В голосе явственно послышалась угроза:

– Не мы первые начали войну.

– Какие будут приказания? – по уставной привычке спросил Ерофеев, завороженно наблюдая за блестящим кругляшом.

Денис запустил пятерню в шевелюру: пора было начинать ликбез для своих сотрудников. Если подчиненный знает задание в полном объеме, то в нужный момент он сможет проявить инициативу.

– Будем забирать банк, – сказал он, внимательно наблюдая за реакцией сотрудников. – Для этого нужно ударить в самое слабое место.

– А где у него слабое место? – первым вылез неугомонный Федька. – И как будем бить?

– Любому предприятию – будь то мануфактурная лавка или международный синдикат – всегда нужны деньги.

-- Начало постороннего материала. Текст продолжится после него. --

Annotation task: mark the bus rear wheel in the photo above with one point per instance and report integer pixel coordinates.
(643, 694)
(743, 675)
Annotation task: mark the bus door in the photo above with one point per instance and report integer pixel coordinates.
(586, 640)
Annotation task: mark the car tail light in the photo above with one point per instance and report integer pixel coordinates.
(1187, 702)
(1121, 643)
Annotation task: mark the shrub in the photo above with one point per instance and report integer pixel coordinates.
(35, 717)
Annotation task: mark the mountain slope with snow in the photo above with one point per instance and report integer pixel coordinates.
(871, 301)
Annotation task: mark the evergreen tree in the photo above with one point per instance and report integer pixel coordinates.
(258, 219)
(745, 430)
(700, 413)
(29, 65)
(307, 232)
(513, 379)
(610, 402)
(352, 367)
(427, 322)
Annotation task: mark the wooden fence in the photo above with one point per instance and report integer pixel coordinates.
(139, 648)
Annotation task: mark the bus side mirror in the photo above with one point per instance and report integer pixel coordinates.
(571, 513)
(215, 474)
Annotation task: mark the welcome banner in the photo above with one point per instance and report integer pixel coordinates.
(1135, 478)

Всегда, – подчеркнул Денис. – Если у предприятия есть свободные средства, значит, оно плохо работает.

– Денис Иванович, – хитро прищурился Степан. – У нас как раз есть свободные средства. Значит, мы тоже плохо работаем?

– Именно так, – подтвердил шеф. – Деньги, лежащие мертвым грузом, приносят только убыток. Но намного хуже, когда деньги предприятию нужны срочно – для погашения долгов. И оно их найти не может. Вот это и есть слабое место…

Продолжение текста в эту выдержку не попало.